Karma El-Hassan, from the American University of Beirut, agreed: “Governance is crucial for any institution that wants to have improved outcomes. This topic has never been tackled before, so all the institutions that participated were very motivated and eager to look at the results and participate in surveys.”
One hundred universities were involved in the final project, drawn from Algeria, Egypt, Iraq, Palestine, Lebanon, Tunisia and Morocco. Within each nation, the authors gathered a diverse group of universities, including public, private, old, new, and comprehensive and specialized institutions. The institutions included the American University of Beirut, the venerable private university in Lebanon, Hassan II University, a comprehensive national university in Casablanca, and the Mediterranean Business School in Tunis, a young, small private institution specializing in business and management.
One of the initial challenges was simply to come up with a methodology for measuring university governance, which varies both across and within countries. The World Bank focused on five areas: context, management, participation, accountability, and autonomy. Context refers to how well defined the university’s mission is and the process undertaken to establish it. Participation refers to how involved different stakeholders are in the university’s decision-making process. Participating universities were asked to carry out a questionnaire of 45 questions, covering each of the five dimensions.
Karma El-Hassan from the American University of Beirut said that thinking of governance along five dimensions “really broadened our understanding of what governance is, and alerted us to the importance of participation in governance,” explaining that listening to the voices of students and employers in governance was not something that they had previously made a high priority of.
The book finds that university governance generally falls into two broad models of governance – public and private. Public universities typically have well-articulated formal missions, but low autonomy and lower levels of accountability.
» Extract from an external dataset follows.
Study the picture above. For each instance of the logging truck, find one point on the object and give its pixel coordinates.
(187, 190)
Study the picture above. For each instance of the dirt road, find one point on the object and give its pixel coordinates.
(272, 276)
Private universities and those public institutions following the private model generally have loosely defined missions but high levels of autonomy and accountability. The report also says ten universities in the region have scored high marks on all five dimensions of governance and called them “good governance universities.” The institutions were not named. These good governance universities came from both public and private sectors and were found in a number of different countries. Seven of them were public universities, of which five were located in Morocco, one in Egypt and one in Palestine, along with three private universities in Lebanon.
“It is important that in the same country, we have high performers, high accountability and the low performers, so it’s not about national policy, it’s about management,” Jaramillo stated. In response to the project, universities throughout the region have undertaken reforms such as developing their own strategic plans, introducing new policies for tuition and faculty pay, and reforming human resources and management practices. But many of them still run into national obstacles that make improvement difficult: Universities in Morocco, for instance, are obligated to take on many new students by the country’s demographics and policies but also have a mandatory retirement age for professors at a time when replacing those professors will be difficult.
Based on the five criteria, the project also produced a screening card for each university and the trends in each nation, which allows universities to compare their governance model with their counterparts in other nations. The authors stress that the screening card is not the same as a ranking system.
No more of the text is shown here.